Оба они стоят у окна. Эрик держится за подоконник и раскачивается на пятках. Комаров трёт кулаком затылок.
– А не должен, да? – догадывается Серёжка. – Но помню. И… он будто с бородой теперь. А был без…
– Чудесно! Уникум. Придётся тебя к нам на работу брать!
Я протискиваюсь между ними. Наблюдаю, как за стёклами павильончика-кофейни разгорается пожар. Рядом кружат два дрона. И внутри будто никого нет.
– Там у меня о-о-очень большая коза, – замечает моё недоумение Эрик. – Всех уже дезинтегрировал. Надо дожечь нити, чтобы наверняка.
Один из беспилотников вырезает дыру в окне постройки – кажется, прямо пропеллером, будто консервным ножом. И заваливается внутрь. Через секунду пламя охватывает всё внутри, а ещё через несколько мгновений дрон вылетает обратно. Наверное, сгонял за эффектными кадрами.
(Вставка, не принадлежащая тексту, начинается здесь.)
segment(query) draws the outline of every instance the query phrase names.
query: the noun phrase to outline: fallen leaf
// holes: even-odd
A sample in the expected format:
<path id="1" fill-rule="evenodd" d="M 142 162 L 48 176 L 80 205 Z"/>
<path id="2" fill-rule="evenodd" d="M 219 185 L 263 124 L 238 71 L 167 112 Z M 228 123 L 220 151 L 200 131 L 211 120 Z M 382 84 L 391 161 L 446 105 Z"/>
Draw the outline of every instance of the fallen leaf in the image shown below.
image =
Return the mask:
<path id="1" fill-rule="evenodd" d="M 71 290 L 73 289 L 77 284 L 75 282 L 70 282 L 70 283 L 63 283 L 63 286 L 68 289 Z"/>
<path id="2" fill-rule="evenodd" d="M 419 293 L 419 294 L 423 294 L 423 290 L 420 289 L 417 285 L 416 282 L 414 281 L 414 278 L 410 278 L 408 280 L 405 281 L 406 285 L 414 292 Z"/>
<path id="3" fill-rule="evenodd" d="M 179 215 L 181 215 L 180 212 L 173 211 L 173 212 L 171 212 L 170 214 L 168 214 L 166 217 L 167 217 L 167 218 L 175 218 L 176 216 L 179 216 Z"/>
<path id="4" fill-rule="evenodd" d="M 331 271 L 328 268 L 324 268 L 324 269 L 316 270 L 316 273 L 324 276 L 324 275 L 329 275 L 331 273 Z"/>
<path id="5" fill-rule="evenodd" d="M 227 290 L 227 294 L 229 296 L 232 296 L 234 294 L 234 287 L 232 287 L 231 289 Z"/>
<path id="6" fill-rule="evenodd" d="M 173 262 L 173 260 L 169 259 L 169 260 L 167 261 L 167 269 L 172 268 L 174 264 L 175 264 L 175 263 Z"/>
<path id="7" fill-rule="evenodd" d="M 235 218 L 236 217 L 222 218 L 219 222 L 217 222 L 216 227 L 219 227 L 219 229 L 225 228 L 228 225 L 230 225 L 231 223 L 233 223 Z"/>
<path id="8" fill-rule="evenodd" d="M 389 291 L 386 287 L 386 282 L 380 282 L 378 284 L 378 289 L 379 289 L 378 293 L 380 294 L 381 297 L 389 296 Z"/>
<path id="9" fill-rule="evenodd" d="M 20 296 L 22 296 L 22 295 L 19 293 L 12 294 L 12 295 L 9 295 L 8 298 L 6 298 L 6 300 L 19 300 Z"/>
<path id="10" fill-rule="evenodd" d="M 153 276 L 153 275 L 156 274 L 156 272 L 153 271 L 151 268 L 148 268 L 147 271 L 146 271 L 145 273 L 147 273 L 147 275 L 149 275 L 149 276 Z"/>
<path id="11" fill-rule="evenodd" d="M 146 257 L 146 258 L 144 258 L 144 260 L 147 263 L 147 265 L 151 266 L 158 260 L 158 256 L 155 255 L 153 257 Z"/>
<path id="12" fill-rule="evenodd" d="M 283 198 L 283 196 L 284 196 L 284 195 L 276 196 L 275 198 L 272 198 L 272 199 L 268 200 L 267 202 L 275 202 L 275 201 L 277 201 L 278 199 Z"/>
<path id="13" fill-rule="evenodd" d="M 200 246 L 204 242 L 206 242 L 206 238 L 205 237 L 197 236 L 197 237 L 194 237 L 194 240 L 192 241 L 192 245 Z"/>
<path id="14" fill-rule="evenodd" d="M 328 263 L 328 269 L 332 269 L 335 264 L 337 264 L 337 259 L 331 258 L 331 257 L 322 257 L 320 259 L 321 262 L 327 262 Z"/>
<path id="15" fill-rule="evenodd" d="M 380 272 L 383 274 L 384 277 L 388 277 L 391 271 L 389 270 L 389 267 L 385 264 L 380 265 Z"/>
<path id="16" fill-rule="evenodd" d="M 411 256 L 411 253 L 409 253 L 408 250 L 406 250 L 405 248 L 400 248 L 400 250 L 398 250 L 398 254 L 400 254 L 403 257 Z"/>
– Сеть на девяносто девять процентов не определяется, – сообщает Костя. – А в ресторане отличная акустика на потолке, но из окон ничего не видно. Так что… здесь есть колонки… Таня, ты же хотела танцы?
– Что ж… – решаю я. – Тогда деваться некуда! Врубай It's a Sin!
Он возится с аппаратурой. На всякий случай интересуюсь у Эрика:
– Мы не спалим весь город?
– Не должны. Выждем, чтобы прогорело как следует. Ага. Сеть живуча. Через пару минут вызову пожарный расчёт. Красивый будет репортаж! – кивает Комарову.
– Однако кадры с беспилотника мне придётся как-то объяснить… – озадачивается тот.
– Не бери в голову, я сам всё объясню твоему шефу. Мало ли случайных дронов летает по городу. Моих случайных дронов…
Со всех сторон подкрадывается знакомый органный проигрыш.
Столб огня прорывается через крышу павильона. Отсветы пляшут в темнеющем небе.
Костя пытается засучить рукава. Запонка отлетает и прыгает по полу. Эрик тянется её поднять, опускает глаза и улыбается:
– Запущу-ка я фейерверк, чего добру пропадать. И картинка будет поэффектнее, ага!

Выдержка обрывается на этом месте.